Patrick, parmi tous les Tours de France que vous avez pu vivre, à quel rang placeriez-vous l’édition 2015 où vous êtes passés par toutes les émotions ?
Assez haut je pense. Nous avons commencé le Tour avec l’ambition de remporter le chrono avec Tony Martin. Il est arrivé à 5 secondes. Le lendemain, en Zélande nous voulions prendre l’étape et le maillot et nous avons manqué les deux. Finalement, c’est arrivé sur l’étape des pavés. Puis Tony chute au Havre et se casse la clavicule. Au final, cette première semaine a été super avec trois étapes et le maillot jaune.
La suite l’a moins été…
Sur la deuxième semaine, nous avons été l’une des équipes les plus offensives avec chaque jour un ou plusieurs coureurs dans l’échappée, mais nous n’avons pas pu gagner. La troisième semaine a été un calvaire. Tout le monde était épuisé. Rigoberto Uran qui a failli gagner à Mende n’était pas à la hauteur dans les Alpes. Michal Kwiatkowski non plus. On a souffert jusqu’aux Champs-Elysées où Mark Cavendish termine 6ème.
Vous l’avez dit, vous êtes passé par tous les sentiments pendant ce Tour. Quel est celui qui prédomine ?
Comme BMC Racing Team, nous avons remporté trois étapes. Nous avons porté le maillot jaune. Je peux dire sans prétention que Chris Froome gagne le Tour grâce à nous. Ce sont nous qui avons créé les bordures en Zélande. Le Team Sky n’a jamais collaboré, contrairement à Tinkoff-Saxo. Quand le vent est retombé, ce sont nous qui avons continué à rouler même si nous n’avions pas de grand intérêt pour le classement général. En Zélande, il gagne 1’28 » sur Quintana. Au final, il a 1’12 » d’avance. Ça en dit long.

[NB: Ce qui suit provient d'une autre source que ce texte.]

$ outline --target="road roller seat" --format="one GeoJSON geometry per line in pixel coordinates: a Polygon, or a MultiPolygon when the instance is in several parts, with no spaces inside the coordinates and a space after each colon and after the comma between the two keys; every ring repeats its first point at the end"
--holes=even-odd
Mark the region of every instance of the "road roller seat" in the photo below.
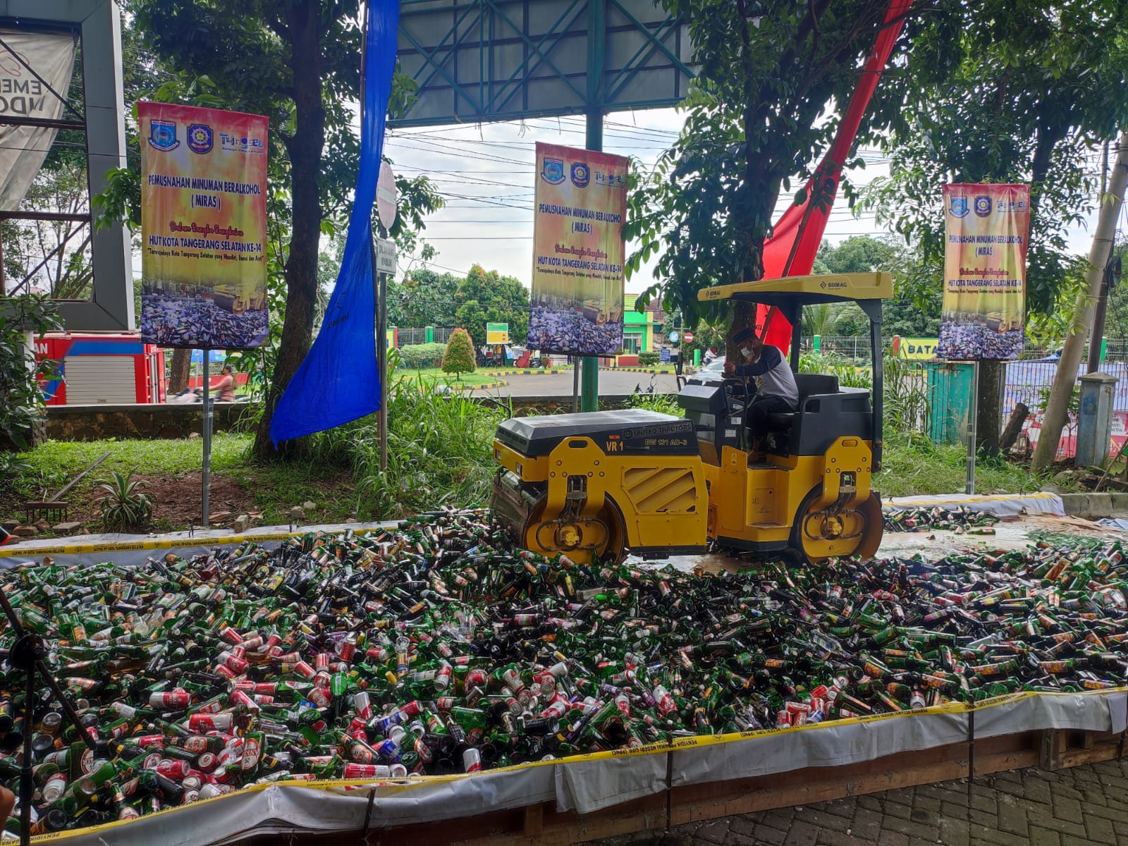
{"type": "Polygon", "coordinates": [[[795,373],[795,387],[799,388],[799,408],[795,412],[777,412],[768,415],[768,431],[786,432],[795,423],[795,417],[803,408],[803,400],[812,396],[838,393],[838,377],[823,373],[795,373]]]}
{"type": "Polygon", "coordinates": [[[664,455],[698,452],[693,422],[645,408],[511,417],[497,426],[499,441],[530,458],[547,456],[567,438],[590,438],[603,449],[617,442],[664,455]]]}
{"type": "Polygon", "coordinates": [[[821,456],[839,438],[873,438],[873,408],[865,388],[839,388],[838,377],[796,373],[799,409],[769,414],[773,452],[821,456]]]}

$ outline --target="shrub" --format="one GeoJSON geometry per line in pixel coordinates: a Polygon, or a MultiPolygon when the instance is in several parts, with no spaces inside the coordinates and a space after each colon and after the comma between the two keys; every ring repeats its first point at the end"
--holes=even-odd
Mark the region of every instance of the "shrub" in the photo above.
{"type": "Polygon", "coordinates": [[[59,362],[36,361],[24,333],[42,338],[60,328],[54,303],[43,297],[0,300],[0,449],[27,449],[43,434],[41,380],[51,379],[59,362]]]}
{"type": "Polygon", "coordinates": [[[450,334],[442,356],[442,371],[456,376],[474,372],[474,342],[466,329],[455,329],[450,334]]]}
{"type": "Polygon", "coordinates": [[[102,525],[106,529],[141,529],[152,518],[152,497],[142,493],[144,482],[133,481],[133,470],[124,476],[116,470],[109,479],[98,479],[106,492],[102,497],[102,525]]]}
{"type": "Polygon", "coordinates": [[[435,368],[446,351],[446,344],[404,344],[399,347],[399,365],[414,370],[435,368]]]}

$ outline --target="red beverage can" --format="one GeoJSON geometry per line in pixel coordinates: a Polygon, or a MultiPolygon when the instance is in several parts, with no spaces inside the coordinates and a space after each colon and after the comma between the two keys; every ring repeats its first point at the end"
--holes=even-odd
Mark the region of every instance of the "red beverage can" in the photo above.
{"type": "Polygon", "coordinates": [[[171,760],[169,758],[162,758],[160,763],[157,764],[156,769],[167,778],[179,781],[188,774],[191,767],[186,760],[171,760]]]}
{"type": "Polygon", "coordinates": [[[192,703],[192,694],[176,688],[161,694],[149,694],[149,706],[153,708],[186,708],[192,703]]]}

Qu’a-t-il manqué à Rigoberto Uran pour concrétiser sa bonne première semaine ?
Oui, il a bien passé les bordures et les pavés. Il est 6ème du classement général à un moment sans que personne ne parle de lui. Mais après le jour de repos, c’était fini. Il a manqué de jus après le Tour d’Italie. Je ne peux rien lui reprocher. Si on regarde le classement final, mis à part Froome et Quintana, tous les favoris sont passés au travers de leur Tour.
Des trois victoires d’étape que votre équipe a acquises, quelle est celle qui vous rend le plus fier ?
Elles sont toutes différentes. Mark Cavendish a été attaqué par tout le monde. On entendait qu’il n’était plus le sprinteur qu’il était avant, mais à Fougères, il bat tout le monde. Au Havre, quand Tony chute, Zdenek Stybar met tout le monde d’accord. Pour ce qui est de Tony Martin, il crève à 15 kilomètres de l’arrivéeà Cambrai, il change de vélo avec Matteo Trentin, il rejoint le groupe en plein final, il attaque, il gagne et il prend le maillot. Les trois victoires signifient beaucoup pour moi.
Quel souvenir garderez-vous de ce Tour 2015 ?
La chaleur ! Pas pour moi, j’ai la clim dans la voiture (il sourit). Plus sérieusement, je pense qu’il était un peu trop dur. Les organisateurs ont peut-être un peu exagéré. Je suis partisan d’un cyclisme moderne d’un Grand Tour à moins de vingt jours. Chris Froome a fait les deux dernières semaines avec le maillot jaune. Ce qui a été proposé lors des quatre derniers jours, c’était trop. Je pense que l’on était trop dans le sport-spectacle.
Le mercato s’annonce agité pour votre équipe, notamment pour régler le cas Mark Cavendish…
Nous avons encore le temps. En 2012, il a décidé de nous rejoindre au mois d’octobre. C’est un grand nom. Ce sont les petits qui sont les plus nerveux. Il l’est forcément un peu, il veut naturellement rester, mais tout dépend du budget. Je souhaite le conserver, mais pas à tout prix. Si nous avons recruté Fernando Gaviria, ce n’est pas pour préparer l’après-Cavendish. Il est jeune. Nous faisons 270 jours de compétition par an, un coureur en fait environ 80. Il y a donc pas mal de sprints à disputer sans Mark Cavendish. Il faut aussi penser au futur. J’essaye de construire un mix entre jeunes coureurs et coureurs expérimentés.
Julian Alaphilippe a été la révélation du printemps. Disputera-t-il la Vuelta pour compléter son apprentissage ?
Peut-être. Ce n’est pas encore défini, car ce n’est pas facile. Il est très doué pour les courses d’un jour avec des arrivées difficiles. Avec Julian, nous avons un projet à long terme.
Propos recueillis à Sèvres le 26 juillet 2015.